In terms of TNF-[alpha]-308G/A polymorphism and association with SLE, significant heterogeneity was identified and random-effects model was employed to evaluate the association. A significantly increased risk of SLE was observed in all comparisons in overall population. In subgroup analysis by ethnicity, TNF-[alpha]-308G/A strongly correlated with the risk of SLE in Europeans and Latin Americans even after adjustment for heterogeneity, while no such association was observed in Asians and Africans (see Table 2; Figure 3B).
Figure 3A and B presents the OD and 95%CI for individual studies and pooled data for the association between TNF-[alpha]-308 and RA and between TNF-[alpha]-308 and SLE in the dominant model, respectively.
Evaluation of publication bias
Publication bias was evaluated by Egger's test and Begg's funnel plot. The Egger's test P value was greater than 0.1 in all comparisons, showing that there was no evidence of publication bias in this meta-analysis (See Tables 1 and 2; Figure 4).
Figure 4A and B presents the funnel plot for publication bias for TNF-[alpha]-308 polymorphism and RA and for TNF-[alpha]-308 polymorphism and SLE on allelic contrast overall.
Sensitivity analysis was performed to examine the influence set by sequential omission of every study in every genetic model. The odds ratio was not significantly influenced by omitting any single study for every genetic mode.
The TNF-[alpha] gene encodes the TNF-[alpha] cytokine, a multifunctional protein and one of the major regulators of inflammation that is involved in different normal immunological processes (8,28). Moreover, TNF-[alpha] cytokine plays an important role in pathological processes. For example, it induces its own secretion in macrophages, orchestrates tissue recruitment of immune cells, promotes tissue destruction, and stimulates the synthesis of inflammatory cytokines, chemokines, and different cell survival factors (8,28,29). Additionally, TNF-[alpha] is related to acute/chronic inflammation and has been found to be associated with several inflammatory and autoimmune diseases (18,28-30). The TNF-[alpha] gene promoter contains several SNPs, including two SNPs located at the positions -308G/A (rs1800629) and -238G/A (rs361525) of transcription start site, respectively (28). In addition, many studies have focused on the association between TNF-[alpha] gene polymorphisms and RA/SLE, but no consistent results had been made. To produce a more convincing conclusion, we conducted this study. It is the first meta-analysis to assess the association between TNF-[alpha]-238G/A and RA.

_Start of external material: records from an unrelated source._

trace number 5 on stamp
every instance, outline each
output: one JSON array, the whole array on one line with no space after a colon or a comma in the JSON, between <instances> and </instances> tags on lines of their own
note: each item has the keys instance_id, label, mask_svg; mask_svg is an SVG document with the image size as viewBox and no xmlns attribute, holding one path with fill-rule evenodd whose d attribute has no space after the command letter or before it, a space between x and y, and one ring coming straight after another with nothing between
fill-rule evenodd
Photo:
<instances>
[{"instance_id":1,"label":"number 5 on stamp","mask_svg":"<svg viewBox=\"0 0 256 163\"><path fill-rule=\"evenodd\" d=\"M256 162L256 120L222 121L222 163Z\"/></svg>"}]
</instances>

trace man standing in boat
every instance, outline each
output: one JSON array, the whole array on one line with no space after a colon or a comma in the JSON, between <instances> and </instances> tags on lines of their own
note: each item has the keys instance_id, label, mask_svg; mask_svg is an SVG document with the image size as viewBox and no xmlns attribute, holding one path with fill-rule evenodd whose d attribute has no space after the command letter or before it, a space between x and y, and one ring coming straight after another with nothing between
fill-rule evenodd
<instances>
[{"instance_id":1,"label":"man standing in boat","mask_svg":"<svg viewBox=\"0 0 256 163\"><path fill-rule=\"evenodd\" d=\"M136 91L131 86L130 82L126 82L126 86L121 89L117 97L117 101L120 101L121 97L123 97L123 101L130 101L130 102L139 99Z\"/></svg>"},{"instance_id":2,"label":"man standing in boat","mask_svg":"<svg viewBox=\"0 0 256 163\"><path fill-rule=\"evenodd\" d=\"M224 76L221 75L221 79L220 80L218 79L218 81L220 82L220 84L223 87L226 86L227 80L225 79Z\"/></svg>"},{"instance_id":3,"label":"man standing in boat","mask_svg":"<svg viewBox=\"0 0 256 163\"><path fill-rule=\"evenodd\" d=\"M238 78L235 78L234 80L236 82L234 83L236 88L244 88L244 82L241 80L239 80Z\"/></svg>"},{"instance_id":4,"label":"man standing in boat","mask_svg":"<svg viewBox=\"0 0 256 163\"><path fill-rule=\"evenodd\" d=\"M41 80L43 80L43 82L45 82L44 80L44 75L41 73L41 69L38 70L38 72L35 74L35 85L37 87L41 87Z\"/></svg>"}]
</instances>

Our study showed that TNF-[alpha]-238A allele was associated with RA as a protective factor but not related to SLE susceptibility in the overall population. In subgroup analysis by ethnicity in the association analysis of TNF-[alpha]-238G/A and RA, no association was found except one study that showed an association between TNF-[alpha]-238G/A and RA susceptibility in Latin Americans. In the association analysis of TNF-[alpha]-238G/A and SLE, another study showed that TNF-[alpha]-238A allele correlated with SLE as a risk factor. However, these findings should be interpreted with caution due to the limited number of studies. Nevertheless, it is worth noting that in the stratification analysis by quality score, the association was found between TNF-[alpha]-238G/A and SLE in Europeans in the high quality group. As only seven studies were included in the analysis, it may not have enough power to support the association between them. More Latin American studies about the correlation between TNF-[alpha]-238 and SLE should be carried out to clarify this possible association. At the same time, our results indicated that TNF-[alpha]-308G/A polymorphism was associated with SLE. By subgroup analysis, a significantly increased risk was observed in patients with TNF-[alpha]-308A allele in Latin Americans and Europeans, while no significant association was found in Asians and Africans. Besides, no correlation was found between TNF-[alpha]-308G/A and RA in the overall population. But in subgroup analysis, it was found that TNF-[alpha]-308A played a protective role for RA in Asians, while a pathogenic role for RA was found in Latin Americans.
In short, the meta-analysis showed a possible role of ethnic differences in genetic backgrounds. In addition, the differences can be explained by the different life styles, genetic heterogeneity, etc. The influence of the TNF-[alpha]-238A or -308A allele might be masked by the presence of other as-yet unidentified reasons involved in RA or SLE development.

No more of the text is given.